El peronismo, el movimiento político más representativo del Pueblo Argentino, derrapó feísimo en los 90.
En aquel pisar mierda en patas, el progresismo estuvo muy lejos del peronismo.
Pero cuando Néstor Kirchner empezó a devolverle la dignidad y a demostrar que el peronismo, sea lo que sea, es el movimiento que mejor puede realizar los deseos de todos los argentinos, el progresismo —clase media urbana, convicciones de izquierda, valores burgueses, influyente— se hizo peronista. Incluso por conveniencia. Y, como siempre, una vez más el peronismo le abrió los brazos.
Ahora el progresismo está rechinchinando. De nuevo está diciendo “los peronistas” como “otra gente. Está despegándose.

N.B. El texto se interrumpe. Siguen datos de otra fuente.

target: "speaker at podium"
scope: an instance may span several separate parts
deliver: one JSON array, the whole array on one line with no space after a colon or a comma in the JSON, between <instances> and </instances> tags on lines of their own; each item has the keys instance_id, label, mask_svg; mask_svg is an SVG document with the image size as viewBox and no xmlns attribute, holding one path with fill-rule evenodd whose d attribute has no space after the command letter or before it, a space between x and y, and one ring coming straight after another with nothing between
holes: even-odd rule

Ante el Gobierno timorato, que le dice que sí al obrero y le dice que sí al patrón, que no avanza porque no decide, no corta el bacalao, que tiene el poder pero no tiene ambición, en este momento tibio y chirle, de perspectivas funestas, varios amigos progresistas dicen que es mejor no salir a la calle.
Los progresistas salen a la calle cuando la batalla está ganada.
Especula con todas las maniobras, estratagemas y trucos políticos de alianzas, celadas, jugarretas palaciegas, que deben hacer Cristina, Fernández, este, aquel, para ganar las elecciones y posicionarse y esto y lo otro.
Lo cierto es que los cambios grandes, los cambios de Destino que ha tenido Argentina —como cualquier otro país— han sido forjados por la gente en las plazas y en las calles.
No en manifestaciones testimoniales y seguras, con niños sobre los hombros y en bicicleta, sino luchando.
El progresismo no tiene fe en la gente y le teme a la negrada.
Sin embargo, es la negrada poniendo el cuerpo la que ha producido los cambios que luego son usufructuados por el progresismo.